Troubleshoot Kubernetes system alerts

This section describes the investigation and troubleshooting steps for the Kubernetes system alerts.


KubeNodeNotReady

Root cause

A node has entered the NotReady state and cannot run new Pods due to the following reasons:

  • Issues with the kubelet or kube-proxy processes.

  • High resources consumption (insufficient disk space, memory, CPU).

Investigation

  1. In OpenSearch Dashboards, navigate to the Discover section.

  2. Expand the time range and filter the results by the ucp-kubelet or ucp-kube-proxy logger.

  3. Set the severity_label field matcher to ERROR. In results, search for message.

  4. Inspect the status of the KubeCPUOvercommitPod and KubeMemOvercommitPods alerts to verify if PidPressure or DiskPressure takes place:

    kubectl describe node <node_name>
    
  5. In the Kubernetes Cluster Grafana dashboard, verify the resources consumption over time.

Mitigation

Contact Mirantis support for a detailed procedure on dealing with each of the root causes.

KubeletTooManyPods

Root cause

The number of Pods reached 90% of Kubernetes node capacity.

Investigation

  1. Verify the Pod capacity for nodes in your cluster:

    kubectl get node -o json | jq  '.items[] | \
    {node_name:.metadata.name, capacity:.status.capacity.pods}'
    
  2. Inspect the Non-terminated Pods section in the output of the following command:

    kubectl describe node <node_name>
    

Mitigation

  1. Verify the nodes capacity.

  2. Verify the Pods distribution:

    kubectl get pods --all-namespaces -o json --field-selector \
    spec.nodeName=<node> | jq -r '.items | length'
    
  3. If the distribution is extremely odd, investigate custom taints in underloaded nodes. If some of the custom taints are blocking Pods from being scheduled - consider adding tolerations or scaling the Container Cloud cluster out by adding worker nodes.

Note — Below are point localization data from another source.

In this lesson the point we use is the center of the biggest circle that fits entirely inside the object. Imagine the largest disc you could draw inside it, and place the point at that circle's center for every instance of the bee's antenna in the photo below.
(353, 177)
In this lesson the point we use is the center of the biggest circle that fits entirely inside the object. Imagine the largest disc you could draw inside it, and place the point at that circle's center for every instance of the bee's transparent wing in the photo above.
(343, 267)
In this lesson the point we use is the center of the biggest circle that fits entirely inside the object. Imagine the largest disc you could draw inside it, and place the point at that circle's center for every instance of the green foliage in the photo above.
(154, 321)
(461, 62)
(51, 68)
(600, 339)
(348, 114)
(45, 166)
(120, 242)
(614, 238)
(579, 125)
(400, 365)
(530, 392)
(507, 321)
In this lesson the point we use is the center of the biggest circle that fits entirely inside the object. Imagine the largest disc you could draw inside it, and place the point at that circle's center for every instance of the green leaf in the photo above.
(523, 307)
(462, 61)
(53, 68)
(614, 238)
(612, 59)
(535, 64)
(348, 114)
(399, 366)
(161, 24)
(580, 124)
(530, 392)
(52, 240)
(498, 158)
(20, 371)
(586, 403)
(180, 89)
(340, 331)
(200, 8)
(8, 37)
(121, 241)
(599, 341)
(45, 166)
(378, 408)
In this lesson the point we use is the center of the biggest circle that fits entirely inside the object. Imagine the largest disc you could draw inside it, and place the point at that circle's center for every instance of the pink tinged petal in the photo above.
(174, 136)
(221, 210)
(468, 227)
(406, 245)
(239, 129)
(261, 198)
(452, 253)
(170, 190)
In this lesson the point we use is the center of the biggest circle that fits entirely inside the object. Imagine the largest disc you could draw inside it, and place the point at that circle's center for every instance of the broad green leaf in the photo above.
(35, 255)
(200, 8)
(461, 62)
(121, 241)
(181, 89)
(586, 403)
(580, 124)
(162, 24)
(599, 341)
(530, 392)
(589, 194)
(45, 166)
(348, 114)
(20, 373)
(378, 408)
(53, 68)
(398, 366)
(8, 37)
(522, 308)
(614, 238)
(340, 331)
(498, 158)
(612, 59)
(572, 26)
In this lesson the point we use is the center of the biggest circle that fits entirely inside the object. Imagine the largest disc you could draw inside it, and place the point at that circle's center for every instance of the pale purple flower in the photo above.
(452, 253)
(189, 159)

  4. If no custom taints exist, add worker nodes.

  5. Delete Pods that can be moved (preferably, multi-node Deployments).

KubeStateMetricsTargetDown

Root cause

Prometheus scraping of the kube-state-metrics service is unreliable, resulting in the success rate below 90%. It indicates either failure of the kube-state-metrics Pod or (in rare scenarios) network issues causing scrape requests to timeout.

Related alert: KubeDeploymentOutage{deployment=prometheus-kube-state-metrics} (inhibiting).

Investigation

In the Prometheus web UI, search for firing alerts that relate to networking issues in the Container Cloud cluster and fix them.

If the cluster network is healthy, refer to the Investigation section of the KubePodsCrashLooping alert troubleshooting description to collect information about CoreDNS Pods.

Mitigation

Based on the investigation results, select from the following options:

  • Fix the networking issues

  • Apply solutions from Mitigation section of the KubePodsCrashLooping alert troubleshooting description

If the issue still persists, collect the investigation output and contact Mirantis support for further information.

KubernetesMasterAPITargetsOutage

Root cause

The Prometheus Blackbox Exporter target probing /healthz endpoints of the Kubernetes API server nodes is not reliably available. Prometheus metric scrapes fail. It indicates either the prometheus-blackbox-exporter Pod failure or (in rare cases) network issues causing scrape requests to time out.

Related alert: KubeDeploymentOutage{deployment=prometheus-kube-blackbox-exporter} (inhibiting).

Investigation

In the Prometheus web UI, search for firing alerts that relate to networking issues in the Container Cloud cluster and fix them.

If the cluster network is healthy, refer to the Investigation section of the KubePodsCrashLooping alert troubleshooting description to collect information about prometheus-blackbox-exporter Pods.

Mitigation

Based on the investigation results, select from the following options:

  • Fix the networking issues

  • Apply solutions from Mitigation section of the KubePodsCrashLooping alert troubleshooting description

If the issue still persists, collect the investigation output and contact Mirantis support for further information.